According to observable, repeatable, and measurable tests, and not 2,000 year old desert scribblings, there is no such thing as a soul. What makes us who we are is three things: physiology, sociology, and psychology. Our physiology and sociology (life experience) combine to produce our unique psychology. This is done slowly as our nervous systems form over time. So, we are not souls, but rather a complex tree of nerves and synapses that grow over a long period of time, collecting and storing our life experiences and memories.

The only observable, repeatable, and measurable evidence we have supports this view: Electrical brain activity is first detected between the fifth and sixth week of gestation in the human zygote. It is considered primitive neural activity rather than the beginning of conscious thought. Synapses begin forming at 17 weeks, and begin to multiply quickly at week 28 until 3 to 4 months after birth.

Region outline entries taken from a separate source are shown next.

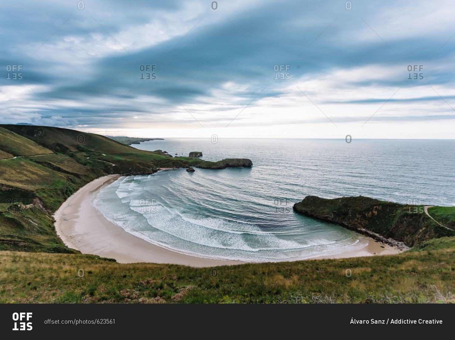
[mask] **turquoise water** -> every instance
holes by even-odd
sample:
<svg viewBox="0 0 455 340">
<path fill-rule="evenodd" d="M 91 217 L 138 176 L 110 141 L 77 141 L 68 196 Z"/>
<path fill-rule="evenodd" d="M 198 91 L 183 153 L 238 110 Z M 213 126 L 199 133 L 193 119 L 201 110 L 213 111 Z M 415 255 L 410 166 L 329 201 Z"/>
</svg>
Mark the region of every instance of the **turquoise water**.
<svg viewBox="0 0 455 340">
<path fill-rule="evenodd" d="M 126 231 L 201 257 L 290 261 L 366 245 L 354 232 L 294 213 L 308 195 L 455 205 L 454 141 L 182 138 L 134 146 L 253 161 L 250 168 L 122 178 L 94 201 Z"/>
</svg>

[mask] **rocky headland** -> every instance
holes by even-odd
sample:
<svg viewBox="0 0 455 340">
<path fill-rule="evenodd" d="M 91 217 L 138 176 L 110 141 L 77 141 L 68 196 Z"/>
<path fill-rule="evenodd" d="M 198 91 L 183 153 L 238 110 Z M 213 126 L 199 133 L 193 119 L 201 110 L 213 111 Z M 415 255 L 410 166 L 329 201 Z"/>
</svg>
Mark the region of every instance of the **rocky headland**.
<svg viewBox="0 0 455 340">
<path fill-rule="evenodd" d="M 425 241 L 455 235 L 443 231 L 420 206 L 400 204 L 369 197 L 322 198 L 308 196 L 293 209 L 307 216 L 327 221 L 391 245 L 396 242 L 412 247 Z M 390 239 L 393 239 L 391 240 Z"/>
</svg>

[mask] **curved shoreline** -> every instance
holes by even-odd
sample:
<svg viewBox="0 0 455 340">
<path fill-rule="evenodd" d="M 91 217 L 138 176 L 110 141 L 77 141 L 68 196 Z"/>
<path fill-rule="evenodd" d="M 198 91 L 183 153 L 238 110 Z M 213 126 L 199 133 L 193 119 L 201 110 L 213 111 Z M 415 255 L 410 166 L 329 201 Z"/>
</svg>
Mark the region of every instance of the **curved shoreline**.
<svg viewBox="0 0 455 340">
<path fill-rule="evenodd" d="M 92 181 L 73 194 L 56 212 L 56 230 L 66 246 L 84 254 L 115 259 L 119 263 L 147 262 L 192 267 L 244 263 L 181 254 L 124 232 L 90 203 L 96 192 L 120 177 L 111 175 Z"/>
<path fill-rule="evenodd" d="M 130 234 L 111 222 L 90 202 L 101 188 L 121 177 L 110 175 L 92 181 L 73 194 L 56 212 L 54 215 L 56 230 L 67 247 L 85 254 L 115 259 L 119 263 L 147 262 L 199 267 L 246 263 L 177 253 Z M 377 242 L 371 238 L 359 235 L 359 238 L 368 241 L 367 245 L 362 249 L 333 256 L 315 255 L 307 259 L 390 255 L 401 252 L 399 249 Z"/>
</svg>

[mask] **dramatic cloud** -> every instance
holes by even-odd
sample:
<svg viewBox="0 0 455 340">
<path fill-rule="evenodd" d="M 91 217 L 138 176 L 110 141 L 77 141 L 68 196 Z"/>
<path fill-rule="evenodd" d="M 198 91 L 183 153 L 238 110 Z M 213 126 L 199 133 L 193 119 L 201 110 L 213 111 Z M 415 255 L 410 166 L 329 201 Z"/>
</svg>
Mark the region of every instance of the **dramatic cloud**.
<svg viewBox="0 0 455 340">
<path fill-rule="evenodd" d="M 2 122 L 132 136 L 453 138 L 450 1 L 218 2 L 2 3 Z"/>
</svg>

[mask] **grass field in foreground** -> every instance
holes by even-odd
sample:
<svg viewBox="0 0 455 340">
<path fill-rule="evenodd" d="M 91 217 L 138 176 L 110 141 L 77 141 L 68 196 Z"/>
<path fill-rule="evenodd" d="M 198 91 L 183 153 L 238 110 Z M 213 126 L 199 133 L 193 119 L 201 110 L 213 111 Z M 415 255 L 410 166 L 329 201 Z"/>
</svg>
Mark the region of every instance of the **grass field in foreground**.
<svg viewBox="0 0 455 340">
<path fill-rule="evenodd" d="M 454 241 L 394 255 L 214 269 L 1 251 L 0 302 L 453 303 Z"/>
</svg>

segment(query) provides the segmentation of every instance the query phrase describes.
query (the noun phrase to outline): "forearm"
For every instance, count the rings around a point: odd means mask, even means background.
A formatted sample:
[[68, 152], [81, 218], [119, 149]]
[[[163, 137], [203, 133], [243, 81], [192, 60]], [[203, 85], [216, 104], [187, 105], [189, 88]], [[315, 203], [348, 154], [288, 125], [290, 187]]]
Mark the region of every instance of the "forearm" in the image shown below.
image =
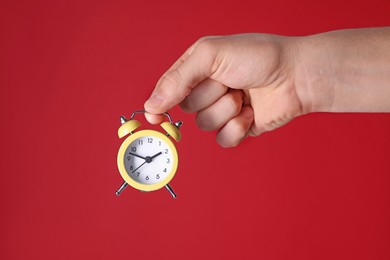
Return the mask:
[[390, 27], [296, 40], [296, 89], [305, 113], [390, 112]]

What evidence do Right-To-Life proponents have that, a god places a soul in a zygote? Well there is their 2,000 year old desert scribblings. These scribblings are claimed to have been written by a god, but the only “empirical” evidence we have of this is, the scribblings themselves. Not only is a story like this highly dubious evidence, but its claim that it was written by a god is circular and self-serving at best.

In terms of the probability of a truth being true. The notion that a god places a soul in a collection of human cells is highly improbable. On the other hand, it is highly probable that we are who we are based on: Our physiology and sociology combining to produce our unique psychology.

So, if you hold to the mythical, but widely held view that souls exist then terminating a zygote would seem wrong. But observable, repeatable, and measurable evidence do not support the notion of a soul. These empirical tests do support the idea of physiology and sociology combining to produce our unique psychology, held within a growing and ever changing human nervous system.

Vita Mors

Myth is based on stories, facts are based on observable, repeatable, and measurable evidence.

Please give your kids a chance to see the world without the miss-thinking of religion. Let them make up their own minds. Their personal freedom, and yours, is at stake.